- June 2017 was the third-hottest June ever recorded, the 41st June in a row — and the 390th consecutive month — that saw the average global temperature rise above the 20th-century average.
- Not only that, but January-to-June 2017 was the second-hottest January-to-June ever recorded.
- All of which means that 2017 is on pace to be the second-hottest year since global temperature data first started being recorded in 1880 — and there’s not even an El Niño event this year to boost temperatures.
June 2017 was the third-hottest June ever recorded, the 41st June in a row — and the 390th consecutive month — that saw the average global temperature rise above the 20th-century average.
Not only that, but January-to-June 2017 was the second-hottest January-to-June ever recorded.
All of which means that 2017 is on pace to be the second-hottest year since global temperature data first started being recorded in 1880 — and there’s not even an El Niño event this year to boost temperatures.

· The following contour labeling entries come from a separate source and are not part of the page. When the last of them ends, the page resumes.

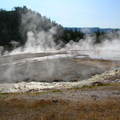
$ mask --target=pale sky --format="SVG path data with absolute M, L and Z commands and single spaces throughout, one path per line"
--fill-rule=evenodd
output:
M 1 0 L 0 8 L 27 6 L 64 27 L 120 28 L 120 0 Z

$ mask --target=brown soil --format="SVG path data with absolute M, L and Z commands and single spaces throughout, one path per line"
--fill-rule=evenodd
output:
M 0 120 L 120 120 L 120 86 L 1 94 Z

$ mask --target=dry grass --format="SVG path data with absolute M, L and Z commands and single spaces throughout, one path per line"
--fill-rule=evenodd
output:
M 0 101 L 0 120 L 120 120 L 120 100 L 5 99 Z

According to scientists with the U.S. National Oceanic and Atmospheric Administration (NOAA), the average global temperature in June 2017 was 1.48 degrees Fahrenheit (about 0.64 degrees Celsius) above the 20th-century average of 59.9 degrees Fahrenheit (15.5 degrees Celsius). June 2016 was the hottest yet, and June 2015 was the second hottest.
The average global temperature from January to June 2017 was 1.64 degrees Fahrenheit (0.91 degrees Celsius) above the 20th-century average of 56.3 degrees (13.5 degrees Celsius), NOAA reports, just 0.29 degrees Fahrenheit (0.16 degrees Celsius) lower than the record set in 2016.

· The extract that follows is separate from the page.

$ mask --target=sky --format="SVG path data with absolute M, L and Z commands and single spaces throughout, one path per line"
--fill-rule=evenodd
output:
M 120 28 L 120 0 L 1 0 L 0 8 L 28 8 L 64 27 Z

Joe Romm of ThinkProgress reported that these numbers have climate scientists particularly alarmed, as they come in a year when there was no El Niño event. Both 2015 and 2016 set new records, for instance, and a strong El Niño was partially to blame in each year.
“Normally, the hottest years on record occur when the underlying human-caused global warming trend gets a temporary boost from an El Niño’s enhanced warming in the tropical Pacific,” Romm writes. “This matters because when a month — or six-month period — sees record high global temperatures in the absence of an El Niño, that is a sign the underlying global warming trend is stronger than ever.”
As Romm noted earlier this year, 2017 already set “a remarkable new record for global warming” in March, the first month to exceed the 1981–2010 average by a full 1.8 degrees Fahrenheit (one degree Celsius) despite there being no El Niño event.
Climatologist Michael Mann told ThinkProgress, “As if it wasn’t shocking enough to see three consecutive record-breaking years, in 2014, 2015, and 2016, for the first time on record, we’re now seeing near-record temperatures even in the absence of the El Niño ‘assist’ that the previous record year benefited from.”
Mann added that the NOAA data so far in 2017 serve as “a reminder that climate change has not, despite the insistence of climate contrarians, ‘paused’ or even slowed down.”